Laporan |Witriyani
Kabupaten Semarang | Jejakkasusindonesianews.com –
Polres Semarang Polda Jawa Tengah bergerak cepat menangani bencana tanah longsor yang terjadi di Lingkungan Kaligawe, Kelurahan Susukan, Kecamatan Ungaran Timur, Kabupaten Semarang, Rabu sore (4/2/2026).
Kapolres Semarang AKBP Ratna Quratul Ainy, SIK., MSi., membenarkan peristiwa tersebut. Ia menyampaikan bahwa terdapat tiga titik longsor yang terjadi hampir bersamaan pada sore hari.
“Ada tiga titik lokasi di Lingkungan Kaligawe, Kelurahan Susukan, Kecamatan Ungaran Timur yang mengalami longsor. Personel Polres Semarang dan Polsek Ungaran, dibantu BPBD Kabupaten Semarang serta warga, langsung melakukan evakuasi dan pembersihan material longsoran yang menutup akses jalan,” ungkap Kapolres.
Sementara itu, Kapolsek Ungaran Barat Kompol Sugiyarta, SH., MH., menjelaskan bahwa peristiwa longsor terjadi dalam rentang waktu antara pukul 15.00 WIB hingga 16.30 WIB, dan penanganan darurat langsung dilakukan di lokasi kejadian.

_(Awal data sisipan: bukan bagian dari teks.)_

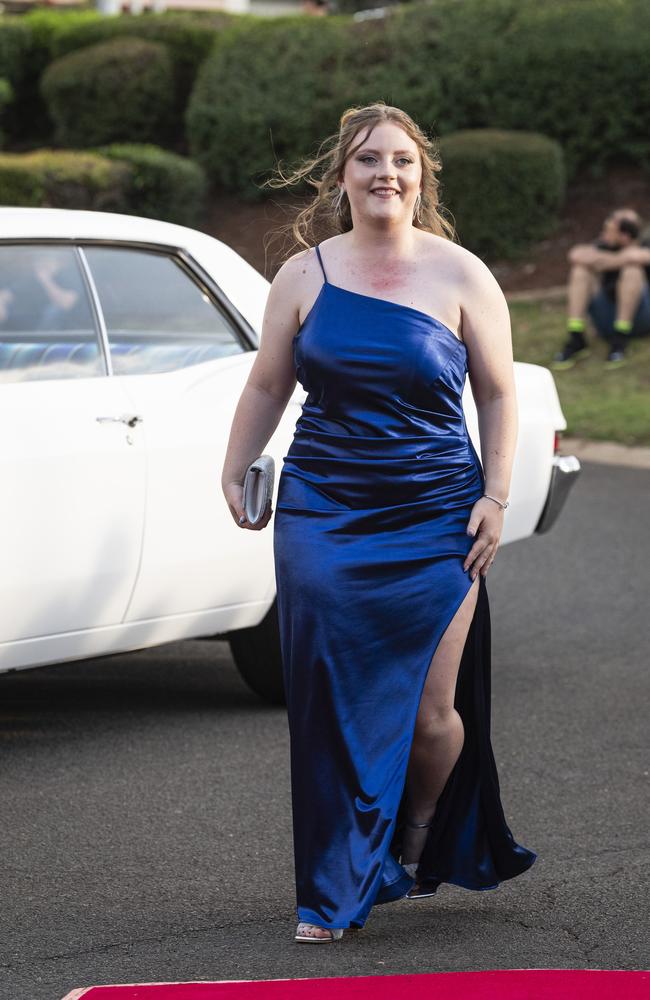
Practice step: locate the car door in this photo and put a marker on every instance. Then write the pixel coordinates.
(184, 360)
(72, 469)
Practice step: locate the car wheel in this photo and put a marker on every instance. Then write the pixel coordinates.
(256, 652)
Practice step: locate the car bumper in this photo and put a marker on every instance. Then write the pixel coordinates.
(566, 469)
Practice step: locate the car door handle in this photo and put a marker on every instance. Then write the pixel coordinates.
(127, 418)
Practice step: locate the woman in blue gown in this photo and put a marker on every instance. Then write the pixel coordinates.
(386, 524)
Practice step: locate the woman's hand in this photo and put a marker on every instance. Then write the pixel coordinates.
(234, 494)
(486, 523)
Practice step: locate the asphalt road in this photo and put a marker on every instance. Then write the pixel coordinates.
(146, 804)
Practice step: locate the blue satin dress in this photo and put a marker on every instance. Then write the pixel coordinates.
(374, 497)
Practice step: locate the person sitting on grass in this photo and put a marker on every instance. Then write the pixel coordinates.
(609, 282)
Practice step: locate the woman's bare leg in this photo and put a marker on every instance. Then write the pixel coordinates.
(439, 735)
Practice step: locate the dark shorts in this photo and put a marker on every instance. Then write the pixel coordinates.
(602, 311)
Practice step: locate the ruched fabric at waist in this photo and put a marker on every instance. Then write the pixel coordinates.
(331, 471)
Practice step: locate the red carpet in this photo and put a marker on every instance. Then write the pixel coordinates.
(509, 984)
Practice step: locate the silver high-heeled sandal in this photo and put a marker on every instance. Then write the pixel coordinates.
(335, 933)
(417, 891)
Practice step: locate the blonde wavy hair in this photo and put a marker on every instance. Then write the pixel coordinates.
(321, 215)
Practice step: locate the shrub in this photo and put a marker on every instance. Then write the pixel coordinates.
(504, 189)
(269, 91)
(6, 94)
(45, 35)
(574, 71)
(113, 91)
(162, 185)
(133, 179)
(55, 179)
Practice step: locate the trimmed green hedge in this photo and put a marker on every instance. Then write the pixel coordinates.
(55, 179)
(30, 42)
(117, 90)
(504, 189)
(574, 71)
(6, 95)
(161, 182)
(132, 179)
(288, 81)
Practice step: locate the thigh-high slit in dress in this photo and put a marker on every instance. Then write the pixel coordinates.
(370, 535)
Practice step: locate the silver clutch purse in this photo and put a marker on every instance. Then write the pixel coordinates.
(258, 487)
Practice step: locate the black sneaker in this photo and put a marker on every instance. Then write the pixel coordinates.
(616, 356)
(574, 349)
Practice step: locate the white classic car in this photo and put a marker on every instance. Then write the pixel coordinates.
(124, 346)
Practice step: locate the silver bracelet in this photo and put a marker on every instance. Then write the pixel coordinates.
(501, 505)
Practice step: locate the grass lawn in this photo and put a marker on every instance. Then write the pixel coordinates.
(598, 404)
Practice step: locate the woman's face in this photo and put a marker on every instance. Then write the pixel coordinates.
(387, 159)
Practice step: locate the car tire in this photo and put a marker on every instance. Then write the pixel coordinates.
(257, 656)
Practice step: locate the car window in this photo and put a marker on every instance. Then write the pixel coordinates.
(157, 317)
(47, 329)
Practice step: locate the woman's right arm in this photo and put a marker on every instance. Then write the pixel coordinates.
(269, 387)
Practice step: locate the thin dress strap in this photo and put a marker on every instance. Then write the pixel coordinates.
(320, 261)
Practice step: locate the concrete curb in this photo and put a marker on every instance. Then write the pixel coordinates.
(606, 452)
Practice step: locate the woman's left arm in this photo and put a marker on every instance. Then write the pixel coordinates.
(488, 338)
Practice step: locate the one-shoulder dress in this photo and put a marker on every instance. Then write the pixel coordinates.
(369, 539)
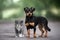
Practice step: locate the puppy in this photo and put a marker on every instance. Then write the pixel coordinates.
(32, 21)
(19, 28)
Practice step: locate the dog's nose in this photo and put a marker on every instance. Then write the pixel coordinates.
(29, 14)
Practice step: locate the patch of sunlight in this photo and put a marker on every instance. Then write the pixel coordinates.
(54, 11)
(15, 1)
(43, 13)
(9, 12)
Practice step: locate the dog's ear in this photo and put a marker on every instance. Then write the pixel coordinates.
(25, 8)
(33, 9)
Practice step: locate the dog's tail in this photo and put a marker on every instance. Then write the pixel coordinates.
(48, 28)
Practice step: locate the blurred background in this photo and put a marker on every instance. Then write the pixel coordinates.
(12, 9)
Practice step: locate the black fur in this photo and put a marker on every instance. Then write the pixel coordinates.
(37, 20)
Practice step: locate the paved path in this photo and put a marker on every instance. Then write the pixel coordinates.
(7, 32)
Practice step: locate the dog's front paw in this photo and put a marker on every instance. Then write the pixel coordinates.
(34, 36)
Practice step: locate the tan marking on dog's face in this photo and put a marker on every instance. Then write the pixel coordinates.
(29, 14)
(28, 32)
(32, 23)
(26, 24)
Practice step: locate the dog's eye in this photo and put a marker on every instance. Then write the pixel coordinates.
(26, 11)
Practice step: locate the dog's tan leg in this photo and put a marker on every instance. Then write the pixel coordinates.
(45, 34)
(28, 32)
(26, 24)
(32, 24)
(40, 28)
(34, 34)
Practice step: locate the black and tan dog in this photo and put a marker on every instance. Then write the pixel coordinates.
(32, 21)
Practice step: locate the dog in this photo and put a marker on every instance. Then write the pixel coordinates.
(19, 28)
(32, 21)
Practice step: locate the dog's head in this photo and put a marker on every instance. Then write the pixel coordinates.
(29, 11)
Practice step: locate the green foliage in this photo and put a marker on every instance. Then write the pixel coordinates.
(38, 4)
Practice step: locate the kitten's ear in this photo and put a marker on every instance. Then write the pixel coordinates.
(25, 8)
(33, 9)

Adapun rincian titik longsor sebagai berikut:
Titik pertama, terjadi di Jalan Raya Kaligawe–Mluweh RT 01 RW 05. Tebing setinggi kurang lebih 7 meter dengan panjang sekitar 10 meter longsor, disertai batu besar yang menutup total akses jalan.
Titik kedua, longsor pada talud setinggi sekitar 7 meter dengan panjang kurang lebih 8 meter di RT 04 RW 05, yang merupakan talud milik warga bernama Mustar.
Titik ketiga, kembali terjadi di Jalan Raya Kaligawe–Mluweh RT 05 RW 05 akibat longsoran tanah dari tebing setinggi sekitar 10 meter dengan panjang 12 meter, yang juga menutup akses jalan.
“Dalam kejadian ini tidak terdapat korban jiwa. Namun material longsoran sempat mengganggu akses transportasi warga di sekitar lokasi,” terang Kompol Sugiyarta.
Berdasarkan hasil pengecekan di lapangan, longsor diduga kuat dipicu oleh tingginya intensitas curah hujan dalam beberapa hari terakhir. Selain itu, tidak adanya saluran pembuangan air pada talud milik warga turut meningkatkan risiko terjadinya longsor.
Sebagai langkah penanganan cepat, jajaran Polres Semarang berkoordinasi dengan BPBD Kabupaten Semarang dan masyarakat untuk mengevakuasi material longsoran agar akses jalan dapat kembali dilalui kendaraan. Petugas juga memasang terpal pada talud yang longsor guna mengantisipasi kemungkinan longsor susulan.
“Sekitar pukul 20.30 WIB, Alhamdulillah material longsoran yang menutup jalan dan talud milik warga telah selesai dibersihkan,” tegas Kompol Sugiyarta.
Atas kejadian tersebut, Polres Semarang mengimbau masyarakat agar tetap waspada terhadap potensi bencana susulan, mengingat kondisi cuaca yang masih berpotensi hujan dengan intensitas sedang hingga tinggi.